Landes: for almost ten years, Nathalie has been making pencils from tree branches
Landes: for almost ten years, Nathalie has been making pencils from tree branches

Ten years ago, Nathalie wanted change. This former manager of cultural programming for municipalities in Pays de la Loire retrained in 2015, when she founded the Atelier du pencil. Based in a small town in the Landes, in Lesperon, Nathalie also shares her passion with the many visitors who visit her.

After meeting Patrick, a pencil maker based in Auvergne, Nathalie found this job very “poetic”. The man was willing to pass on his know-how to her, on the condition that she did not settle in the same region as him. And this is how she established her workshop in the Landes.

“To be a creator is to be an actress”

L’Atelier du pencil, “is above all a story of feminine craftsmanship,” she explains on the website atelierducrayon.com. And it is also “a story of reconversion”, since Nathalie moved from the civil service to the craft industry. She describes her old job as “super interesting”, but emphasizes that after ten years, she got bored. “I wanted to change,” she summarizes at the microphone of France Bleu, specifying that she created the Pencil Workshop “a bit like a joke”.

“Every day in the pencil factory, I manipulate tools, I activate my muscles (reasonably) and my brain. I am in contact with noble materials which I transform into poetry”, confides the one who describes herself as “a ferryman, a mirror, a drop of water”, in short, “the grain of sand of an economy of human “.

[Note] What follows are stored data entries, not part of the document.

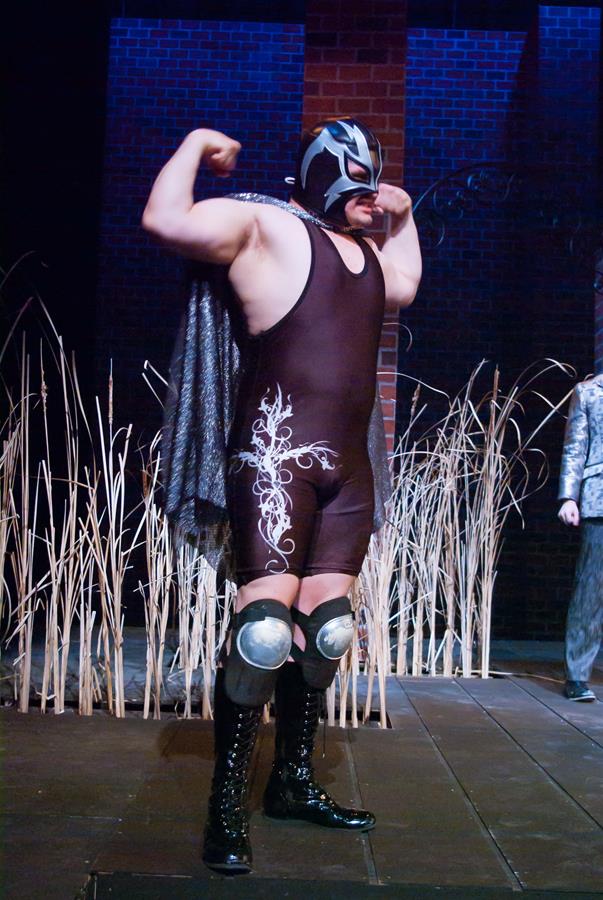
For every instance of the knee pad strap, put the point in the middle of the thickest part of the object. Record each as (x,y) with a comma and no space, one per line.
(260,644)
(328,632)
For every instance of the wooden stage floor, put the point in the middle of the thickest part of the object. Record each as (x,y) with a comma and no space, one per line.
(482,788)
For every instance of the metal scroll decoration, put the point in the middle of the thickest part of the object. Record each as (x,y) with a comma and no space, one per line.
(544,207)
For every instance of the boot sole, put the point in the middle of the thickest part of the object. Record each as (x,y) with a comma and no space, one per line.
(229,868)
(280,817)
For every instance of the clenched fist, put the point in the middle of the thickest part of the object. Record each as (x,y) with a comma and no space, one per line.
(219,152)
(569,513)
(392,200)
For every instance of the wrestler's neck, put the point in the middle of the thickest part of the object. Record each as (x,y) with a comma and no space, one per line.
(354,217)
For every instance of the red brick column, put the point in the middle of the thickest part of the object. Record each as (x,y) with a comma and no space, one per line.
(355,66)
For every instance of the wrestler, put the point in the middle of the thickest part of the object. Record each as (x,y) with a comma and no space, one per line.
(312,289)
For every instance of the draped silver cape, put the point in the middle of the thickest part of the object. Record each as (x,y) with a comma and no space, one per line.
(201,400)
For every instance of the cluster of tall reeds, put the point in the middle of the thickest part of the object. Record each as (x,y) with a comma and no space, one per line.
(424,597)
(72,531)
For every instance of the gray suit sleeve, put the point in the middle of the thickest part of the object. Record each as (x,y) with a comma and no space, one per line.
(575,448)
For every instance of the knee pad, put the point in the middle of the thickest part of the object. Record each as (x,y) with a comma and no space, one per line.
(260,644)
(328,631)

“Only natural” and “no waste”

As she explains so well on her site, the designer does not need to “bring down thousand-year-old trees” to make her pencils since she uses wicker, a wood that could not be more ecological: “We take strands on the wicker stand and it grows back every year. » In addition, this wicker is grown using sustainable agriculture, so it does not use chemical treatment.

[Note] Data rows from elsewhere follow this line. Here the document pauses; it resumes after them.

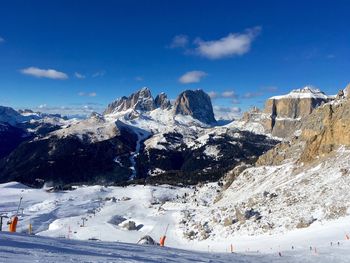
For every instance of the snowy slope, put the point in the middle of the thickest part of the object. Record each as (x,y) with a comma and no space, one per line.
(24,248)
(152,208)
(307,92)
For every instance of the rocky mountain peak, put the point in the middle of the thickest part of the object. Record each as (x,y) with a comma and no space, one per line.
(9,115)
(195,103)
(141,100)
(162,101)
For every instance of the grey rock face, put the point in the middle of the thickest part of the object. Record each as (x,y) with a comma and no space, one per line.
(140,100)
(283,115)
(162,101)
(195,103)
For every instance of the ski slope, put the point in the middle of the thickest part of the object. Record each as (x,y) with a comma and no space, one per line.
(60,234)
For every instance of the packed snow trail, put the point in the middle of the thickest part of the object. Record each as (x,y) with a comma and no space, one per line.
(22,248)
(152,208)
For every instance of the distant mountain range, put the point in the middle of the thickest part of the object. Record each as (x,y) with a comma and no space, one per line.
(145,139)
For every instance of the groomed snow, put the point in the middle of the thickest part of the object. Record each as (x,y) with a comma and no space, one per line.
(59,215)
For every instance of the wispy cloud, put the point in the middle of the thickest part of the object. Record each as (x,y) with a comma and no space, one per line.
(234,44)
(231,45)
(192,77)
(80,109)
(226,113)
(100,73)
(79,75)
(229,94)
(87,94)
(270,88)
(179,41)
(44,73)
(250,95)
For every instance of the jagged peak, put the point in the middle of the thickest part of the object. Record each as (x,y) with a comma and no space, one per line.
(308,91)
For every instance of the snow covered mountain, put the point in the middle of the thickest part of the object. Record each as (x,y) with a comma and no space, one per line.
(106,236)
(137,137)
(282,115)
(248,189)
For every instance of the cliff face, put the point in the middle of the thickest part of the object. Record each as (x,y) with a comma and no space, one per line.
(282,114)
(324,130)
(162,101)
(140,100)
(195,103)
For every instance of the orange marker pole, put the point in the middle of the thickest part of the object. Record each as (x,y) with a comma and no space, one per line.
(162,241)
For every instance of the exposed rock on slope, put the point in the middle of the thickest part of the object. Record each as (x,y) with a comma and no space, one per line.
(282,114)
(196,104)
(162,101)
(140,100)
(293,185)
(324,130)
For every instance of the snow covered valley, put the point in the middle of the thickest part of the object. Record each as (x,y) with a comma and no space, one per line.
(96,214)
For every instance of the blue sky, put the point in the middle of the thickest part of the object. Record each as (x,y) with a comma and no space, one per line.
(241,52)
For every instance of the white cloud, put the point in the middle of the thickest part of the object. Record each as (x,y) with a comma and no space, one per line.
(44,73)
(179,41)
(226,113)
(192,77)
(79,75)
(212,94)
(100,73)
(78,109)
(250,95)
(42,106)
(229,94)
(232,44)
(87,94)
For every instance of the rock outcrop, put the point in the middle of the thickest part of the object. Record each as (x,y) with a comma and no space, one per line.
(324,130)
(140,100)
(287,110)
(162,101)
(282,115)
(195,103)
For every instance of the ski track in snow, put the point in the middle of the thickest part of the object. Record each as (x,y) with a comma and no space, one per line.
(152,208)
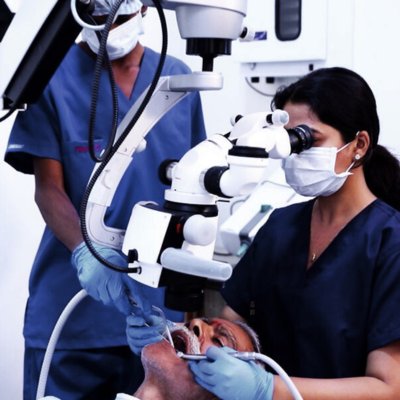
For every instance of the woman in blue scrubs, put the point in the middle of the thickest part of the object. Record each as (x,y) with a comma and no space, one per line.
(320,284)
(49,139)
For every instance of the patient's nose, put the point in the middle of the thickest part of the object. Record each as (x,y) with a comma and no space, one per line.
(203,331)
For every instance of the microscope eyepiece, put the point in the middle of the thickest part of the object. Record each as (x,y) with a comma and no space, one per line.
(301,138)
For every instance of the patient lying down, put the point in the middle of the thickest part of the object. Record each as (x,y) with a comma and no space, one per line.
(168,377)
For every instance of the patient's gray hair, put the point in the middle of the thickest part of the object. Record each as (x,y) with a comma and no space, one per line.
(252,334)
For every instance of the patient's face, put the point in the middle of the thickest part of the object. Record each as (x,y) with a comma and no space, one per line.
(162,364)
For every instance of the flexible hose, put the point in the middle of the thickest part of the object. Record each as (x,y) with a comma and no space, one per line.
(44,372)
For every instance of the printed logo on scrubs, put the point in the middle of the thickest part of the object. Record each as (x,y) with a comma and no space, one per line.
(85,149)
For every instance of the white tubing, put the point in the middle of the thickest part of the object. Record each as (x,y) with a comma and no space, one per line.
(289,383)
(44,372)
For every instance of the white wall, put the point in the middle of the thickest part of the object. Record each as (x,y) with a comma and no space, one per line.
(361,34)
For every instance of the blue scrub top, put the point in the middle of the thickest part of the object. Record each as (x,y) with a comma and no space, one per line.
(56,127)
(321,322)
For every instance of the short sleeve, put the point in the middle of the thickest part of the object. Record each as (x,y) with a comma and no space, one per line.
(384,317)
(34,134)
(237,290)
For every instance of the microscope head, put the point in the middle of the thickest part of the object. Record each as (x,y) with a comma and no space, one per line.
(208,26)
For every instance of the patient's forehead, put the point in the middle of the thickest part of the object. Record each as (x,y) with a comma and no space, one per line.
(243,340)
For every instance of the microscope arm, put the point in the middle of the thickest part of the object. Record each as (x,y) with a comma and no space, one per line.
(169,92)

Furthermore, there is no plastic in the body of the pencil, which in this case does not require petroleum and therefore results in “less waste of fossil energy”. Finally, Nathalie emphasizes that it is a “zero waste” pencil since the sections of wood used are usually set on fire by the osier growers or basket weavers.

Pencils that don’t “hurt the wrist”

Nathalie also assures via her site that her pencils do not “hurt the wrist” being made from oily leads which “slip on the paper”. And these mines are rich in pigments and therefore rich in color, ideal for obtaining an intense color, without having to “force”. “It’s what we call ‘Fine Arts’ quality, it dazzles because it shines so much. »

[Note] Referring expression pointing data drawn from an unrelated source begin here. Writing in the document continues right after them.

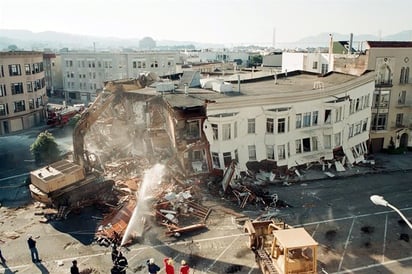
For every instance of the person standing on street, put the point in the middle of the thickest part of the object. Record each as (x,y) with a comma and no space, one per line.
(3,261)
(152,267)
(74,269)
(33,250)
(168,263)
(184,267)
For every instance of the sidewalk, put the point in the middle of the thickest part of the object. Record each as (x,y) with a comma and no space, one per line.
(384,163)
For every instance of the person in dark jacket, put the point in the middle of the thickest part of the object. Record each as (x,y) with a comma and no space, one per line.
(3,261)
(152,267)
(74,269)
(33,250)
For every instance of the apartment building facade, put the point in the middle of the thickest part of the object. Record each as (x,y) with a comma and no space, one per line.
(292,128)
(84,73)
(392,100)
(22,90)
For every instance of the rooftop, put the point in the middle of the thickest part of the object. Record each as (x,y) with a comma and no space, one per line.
(294,88)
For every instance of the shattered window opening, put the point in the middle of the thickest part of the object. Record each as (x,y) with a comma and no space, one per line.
(252,152)
(215,132)
(298,145)
(328,114)
(281,152)
(281,125)
(226,128)
(269,125)
(227,158)
(215,159)
(270,152)
(306,144)
(251,126)
(298,120)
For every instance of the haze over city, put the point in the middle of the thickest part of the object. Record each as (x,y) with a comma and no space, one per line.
(225,22)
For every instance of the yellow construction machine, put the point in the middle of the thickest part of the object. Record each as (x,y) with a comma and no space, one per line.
(280,248)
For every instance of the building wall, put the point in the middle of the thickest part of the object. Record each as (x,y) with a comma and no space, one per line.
(310,62)
(23,90)
(388,63)
(84,73)
(343,123)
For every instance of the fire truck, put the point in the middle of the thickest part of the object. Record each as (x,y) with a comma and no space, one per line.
(59,116)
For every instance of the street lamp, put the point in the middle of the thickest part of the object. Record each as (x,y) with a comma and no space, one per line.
(379,200)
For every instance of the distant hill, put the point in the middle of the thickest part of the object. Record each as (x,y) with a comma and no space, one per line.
(28,40)
(322,39)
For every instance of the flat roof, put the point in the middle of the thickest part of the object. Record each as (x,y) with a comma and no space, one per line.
(298,87)
(294,237)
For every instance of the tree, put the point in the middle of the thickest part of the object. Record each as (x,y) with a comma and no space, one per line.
(45,149)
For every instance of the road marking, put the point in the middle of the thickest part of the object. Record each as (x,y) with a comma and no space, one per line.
(373,265)
(384,239)
(221,254)
(346,244)
(351,217)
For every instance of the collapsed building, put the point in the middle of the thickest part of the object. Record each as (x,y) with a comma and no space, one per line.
(203,126)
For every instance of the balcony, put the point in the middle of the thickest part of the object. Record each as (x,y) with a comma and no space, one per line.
(383,84)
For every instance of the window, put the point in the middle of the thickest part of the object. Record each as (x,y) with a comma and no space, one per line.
(306,144)
(298,120)
(298,145)
(328,116)
(281,125)
(399,119)
(315,115)
(16,88)
(29,86)
(215,159)
(227,158)
(379,121)
(338,116)
(381,98)
(351,130)
(269,125)
(327,141)
(252,152)
(3,90)
(226,131)
(314,143)
(31,104)
(281,152)
(215,132)
(14,70)
(27,69)
(338,139)
(3,109)
(19,106)
(270,152)
(365,125)
(402,97)
(306,119)
(250,126)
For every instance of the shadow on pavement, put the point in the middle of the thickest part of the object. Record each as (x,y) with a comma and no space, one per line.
(42,268)
(81,225)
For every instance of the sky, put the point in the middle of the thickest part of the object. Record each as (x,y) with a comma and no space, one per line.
(211,21)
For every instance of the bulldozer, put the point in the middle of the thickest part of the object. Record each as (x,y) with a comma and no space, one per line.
(76,183)
(280,248)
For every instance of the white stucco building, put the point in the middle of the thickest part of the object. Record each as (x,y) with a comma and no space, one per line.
(84,73)
(299,120)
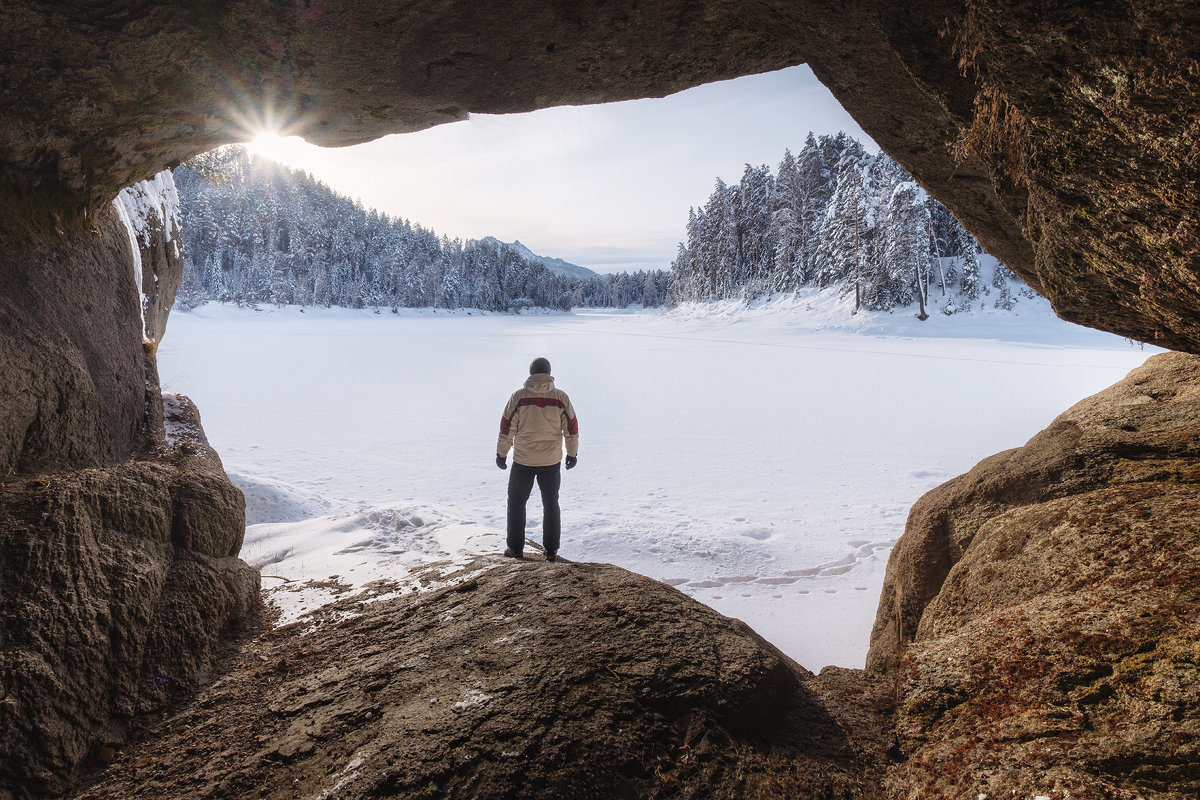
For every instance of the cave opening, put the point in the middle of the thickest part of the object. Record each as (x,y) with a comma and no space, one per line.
(779,510)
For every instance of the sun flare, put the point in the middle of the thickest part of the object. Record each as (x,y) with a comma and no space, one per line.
(286,149)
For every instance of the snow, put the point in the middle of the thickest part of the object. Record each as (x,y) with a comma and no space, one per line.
(143,206)
(761,458)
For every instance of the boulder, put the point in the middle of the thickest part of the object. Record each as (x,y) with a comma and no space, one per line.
(522,680)
(1038,613)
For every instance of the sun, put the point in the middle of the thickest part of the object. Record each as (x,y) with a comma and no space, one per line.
(283,149)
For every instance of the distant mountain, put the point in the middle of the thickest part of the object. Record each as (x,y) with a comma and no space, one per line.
(552,264)
(259,232)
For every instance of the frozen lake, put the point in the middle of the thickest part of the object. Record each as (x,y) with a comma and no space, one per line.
(763,463)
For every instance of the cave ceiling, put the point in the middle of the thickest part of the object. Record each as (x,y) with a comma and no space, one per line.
(1062,134)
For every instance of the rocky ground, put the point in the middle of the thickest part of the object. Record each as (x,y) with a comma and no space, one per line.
(527,680)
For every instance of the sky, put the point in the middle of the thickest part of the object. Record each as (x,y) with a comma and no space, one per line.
(604,186)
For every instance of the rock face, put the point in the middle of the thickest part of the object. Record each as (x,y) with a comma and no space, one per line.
(118,584)
(118,577)
(528,680)
(1038,614)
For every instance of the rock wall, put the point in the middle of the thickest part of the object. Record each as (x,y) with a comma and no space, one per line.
(115,588)
(118,569)
(1038,615)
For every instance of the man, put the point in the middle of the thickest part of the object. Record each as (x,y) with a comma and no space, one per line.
(538,419)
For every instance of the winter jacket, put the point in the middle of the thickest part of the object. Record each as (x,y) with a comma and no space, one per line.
(538,419)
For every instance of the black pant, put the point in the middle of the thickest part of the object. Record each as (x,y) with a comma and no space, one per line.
(521,480)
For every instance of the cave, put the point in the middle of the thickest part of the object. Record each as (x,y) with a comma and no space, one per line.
(1036,633)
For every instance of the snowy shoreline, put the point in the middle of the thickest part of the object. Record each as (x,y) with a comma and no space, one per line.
(757,457)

“Because a branch is unique, it’s beautiful and it gives meaning and value to the object: we don’t bring anything from China (even if we have nothing against the Chinese!) and we does (almost) everything with our little hands,” points out the pencil creator on her site.

“You know the magic forest, the one that’s full of pencil trees? »

Nathalie also likes to share her passion with the many visitors during the summer, a time when she sees “800, sometimes 1200 people pass by”, she tells our colleagues.

These workshop visits are “a moment of discovery and encounter where we sharpen our senses”, because the place smells of “wicker, cut wood, mining wax and fresh glue”, describes the site. But what Nathalie also likes is telling stories… So when she gets tired of saying that she makes holes in the branches, she invents another version of the facts. “Every morning, I go for a walk in the forest with my pruning shears,” she begins. Once she has cut some branches, she looks inside. “If there is yellow, it makes a yellow pencil. The next branch, if there is red, it makes a red pencil. »

On her site, she offers another variation. “You know the magic forest, the one that’s full of pencil trees? We like to say that we found it. Children never believe it but adults…”, it is written not without humor. During school holidays, Nathalie sometimes offers creative workshops, in partnership with the mine de rien association.

“We are not rich in money, but we are rich in our time. We can choose what we do with it,” concludes Nathalie to France Bleu, visibly very fulfilled in her work.